Robbins: Congress preps probe of taxpayer funds for Hamas
It emerged over the weekend that the House Foreign Affairs Committee plans to investigate the use of American taxpayers’ dollars to fund the Murder, Incorporated that is Hamas. With the revelations that billions of donor dollars that were supposed to be used for humanitarian aid for Gazans have instead been diverted to construct a network of terror tunnels spanning several hundred miles, it’s clear that such an investigation is long overdue. And while they complain with justification that the last year in Congress has been utterly dysfunctional, Democrats ought to join the Republicans who are initiating the investigation, and make it a fully bipartisan one.
When it comes to the Mideast, U.N. agencies have modeled moral rot for decades, so investigating the UN looking for corruption and the abetting of terror is shooting fish in a barrel. The Committee intends to focus on UNRWA, the United Nations Relief and Works Agency, which is in charge of aiding Palestinian refugees in Gaza. In point of fact, there aren’t actually any Palestinian refugees in Gaza as the word “refugee” is commonly understood. Gaza’s population consists of those whose families have lived there since time immemorial, as well as the descendants of Palestinians who moved to Gaza 75 years ago to escape the fighting that followed five Arab nations’ invasion of Israel in 1948 for the purpose of annihilating it.
Decade after decade, the impoverished residents of Gaza have been abandoned by petrodollar-flush Arab countries that declined to help them, even as Israel was absorbing 850,000 Jewish refugees from the Arab countries that expelled them starting in 1948. Gazans sat mired in dreadful poverty before 1948, and the same between 1948 and 1967, when they were administered by Egypt.
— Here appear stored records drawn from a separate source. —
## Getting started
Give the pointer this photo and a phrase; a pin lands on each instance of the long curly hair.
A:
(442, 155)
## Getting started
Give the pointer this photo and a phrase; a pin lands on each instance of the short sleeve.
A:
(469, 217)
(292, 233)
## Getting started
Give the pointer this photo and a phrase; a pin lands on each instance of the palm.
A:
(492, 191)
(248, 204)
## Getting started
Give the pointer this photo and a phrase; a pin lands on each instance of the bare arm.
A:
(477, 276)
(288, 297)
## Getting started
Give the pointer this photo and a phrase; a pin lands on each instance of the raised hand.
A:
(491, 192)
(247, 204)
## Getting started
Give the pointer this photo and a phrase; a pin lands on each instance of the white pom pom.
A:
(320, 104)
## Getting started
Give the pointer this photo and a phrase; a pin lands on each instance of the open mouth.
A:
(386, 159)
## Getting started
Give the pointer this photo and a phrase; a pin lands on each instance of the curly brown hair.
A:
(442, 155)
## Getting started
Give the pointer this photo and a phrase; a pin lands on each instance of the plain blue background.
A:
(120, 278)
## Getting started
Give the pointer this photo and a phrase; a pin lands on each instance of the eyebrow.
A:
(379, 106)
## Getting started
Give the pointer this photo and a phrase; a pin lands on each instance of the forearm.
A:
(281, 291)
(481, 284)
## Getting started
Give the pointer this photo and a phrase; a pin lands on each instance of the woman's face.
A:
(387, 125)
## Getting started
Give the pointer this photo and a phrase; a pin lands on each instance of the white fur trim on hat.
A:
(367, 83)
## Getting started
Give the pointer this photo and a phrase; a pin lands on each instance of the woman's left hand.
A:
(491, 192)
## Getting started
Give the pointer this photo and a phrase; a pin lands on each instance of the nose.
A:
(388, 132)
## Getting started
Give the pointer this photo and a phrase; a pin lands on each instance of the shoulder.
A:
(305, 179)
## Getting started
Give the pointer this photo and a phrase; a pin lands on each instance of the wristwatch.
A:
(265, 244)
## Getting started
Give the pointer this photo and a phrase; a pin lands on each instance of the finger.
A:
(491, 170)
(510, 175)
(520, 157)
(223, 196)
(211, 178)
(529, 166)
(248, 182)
They sat mired in poverty after 1967, when Arab countries commenced another war against Israel, ending with Gaza under Israeli control. When Israel forced 11,000 of its citizens to leave Gaza in 2005 in order to facilitate an independent Palestinian state linked to the West Bank, Hamas violently torpedoed that idea, seizing control of Gaza and pledging that it would never permit Israel to exist within any borders, period.
UNRWA is a target-rich subject for a Congressional investigation if ever there were one. Americans have contributed many hundreds of millions of dollars to the billions that have been forked over to UNRWA for humanitarian aid, only to have those billions ripped off by Hamas – or handed to it. Hamas leaders have literally taken the money and run, absconding with several billions to lavish residences in Qatar. Another $2 billion to $4 billion has been used by Hamas to construct those tunnels, in which Hamas gunmen hide while Gazans starve.
The tunnels are located under and next to UNRWA schools, hospitals and community centers – which are used not only to store Hamas rockets but to fire them at Israeli civilians. UNRWA spokesmen claim that this is all news to them – just like the summer camps UNRWA runs which, according the monitor group UN Watch, are used to “regularly call to murder Jews, glorify terrorism, encourage martyrdom (and) incite anti-Semitism.” Any post-Hamas scenario in Gaza will have to include the dismantling of UNRWA and its replacement with an agency that actually helps Gazans and promotes peace.
While the Committee is at it, it can investigate Qatar. “For more than a decade,” writes former national security official Richard Goldberg in Commentary Magazine, “Qatar pumped hundreds of millions of dollars into Hamas on the promise that it would moderate the group. That was a scam. Hamas used the money to build the terror tunnel networks we see today. The blood of 5,000 Israeli dead and wounded, including American citizens, is on Qatar as much as Iran.” The Committee’s spotlight on Qatar will not spread holiday cheer to American universities, many of which eagerly solicit and happily accept billions in Qatari donations – and which are pleased to convey their appreciation.
This is an investigation not only worthy, but critical. Democrats should promptly serve notice that they stand shoulder to shoulder with their Republican colleagues in conducting it.
Jeff Robbins is a Boston lawyer and former U.S. delegate to the United Nations Human Rights Commission.